On 2 November 2023, the cabinet of Estonia revised its approach to Taiwan to allow for the opening of a Taiwanese representative office in Estonia. Foreign minister Margus Tsahkna announced the policy and explained that it was meant to promote cultural and economic ties with Taiwan. Tsahkna said in a statement that "Estonia is ready to accept the creation of Taipei’s non-diplomatic economic or cultural representations" in Tallinn, despite protests from China. Further, Tsahkna pushed for Taiwan's participation in international organizations. In the same month, Taiwanese foreign minister Joseph Wu visited Estonia and gave a public speech.

In March 2024, parliamentarian Kristo Enn Vaga led a Riigikogu delegation to Taiwan and was received by Taiwanese president Tsai Ing-wen. During the visit, Vaga said Estonian lawmakers were working to push for opening the Taiwanese representative office, and Tsai thanked the Estonia-Taiwan Friendship Group for their 4 consecutive years of support for Taiwan's bid to participate in the World Health Organization. In August 2024, Marko Mihkelson visited Taiwan along with other Baltic foreign affairs committee chairs.

Mihkelson led the first-ever delegation from the Estonian parliamentary foreign affairs committee to Taiwan in November 2024. The delegation included deputy chairman of the committee, Henn Põlluaas. During a visit with President Lai Ching-te, Mihkelson expressed the sentiment that relations between the two countries had dramatically improved over the past few years and that he wished they could establish representative offices soon.

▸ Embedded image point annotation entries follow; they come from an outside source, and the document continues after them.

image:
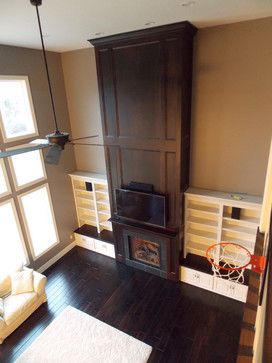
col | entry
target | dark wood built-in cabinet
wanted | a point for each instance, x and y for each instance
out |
(144, 82)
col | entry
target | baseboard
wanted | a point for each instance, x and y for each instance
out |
(57, 257)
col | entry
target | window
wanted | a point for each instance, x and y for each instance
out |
(27, 168)
(27, 217)
(16, 109)
(11, 242)
(4, 186)
(41, 226)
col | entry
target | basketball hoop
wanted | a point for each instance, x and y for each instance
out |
(229, 260)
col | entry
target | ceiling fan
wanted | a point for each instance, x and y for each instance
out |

In May 2025, Estonia and Taiwan signed two memoranda of understanding to boost cooperation on the aerospace and defense sector. The aim is to strengthen joint development in emerging technologies, build new resilient supply chains resilience, and facilitate industrial partnerships between Estonian and Taiwanese firms.

In 2025, Taiwanese media reported that the proposal to establish Taiwan's representative office in Tallinn had stalled due to a disagreement over its name. Taiwan had requested the name of the office to include the word "Taiwan," similar to its office in Lithuania, while Estonia rejected the request.

== Aid and development ==
In April 2020, at the outset of the COVID-19 pandemic, Taiwan donated 80,000 surgical masks to the Estonian Red Cross as part of its respirator diplomacy.

=== Ukraine relief efforts ===
In May 2022, after the Russian invasion of Ukraine, the Taiwanese government donated US$1 million to the Estonia Refugee Council as part of a larger war relief and humanitarian assistance effort. In June 2024, the Taipei Mission in the Republic of Latvia signed an agreement with the Estonian Centre for International Development to support Estonia's efforts to build refugee shelters. As part of the agreement, Taiwan was donating an additional US$1.2 million.

Working with Estonian companies, Taiwan donated 1.1 million medical masks to Ukrainian health care institutions as part of a joint relief effort. Kristo Enn Vaga led a delegation to Taiwan in February 2025 to receive the masks.

== Trade ==
In 2022, bilateral trade between Estonia and Taiwan totaled approximately $151.6 million, with Estonia exporting around $30.6 million in goods to Taiwan and importing roughly $121 million from Taiwan.

Estonia's primary exports to Taiwan included broadcasting equipment ($10.6M), video displays ($2.7M), and titanium ($2.6M). Conversely, Taiwan mainly exported integrated circuits ($15.3M), iron fasteners ($11.1M), and stainless steel ($9.6M) to Estonia. In 2020, Estonia's service exports to Taiwan amounted to $2.63 million, with travel ($1.3M), transportation ($0.7M), and business services ($0.5M) being the highest-value sectors.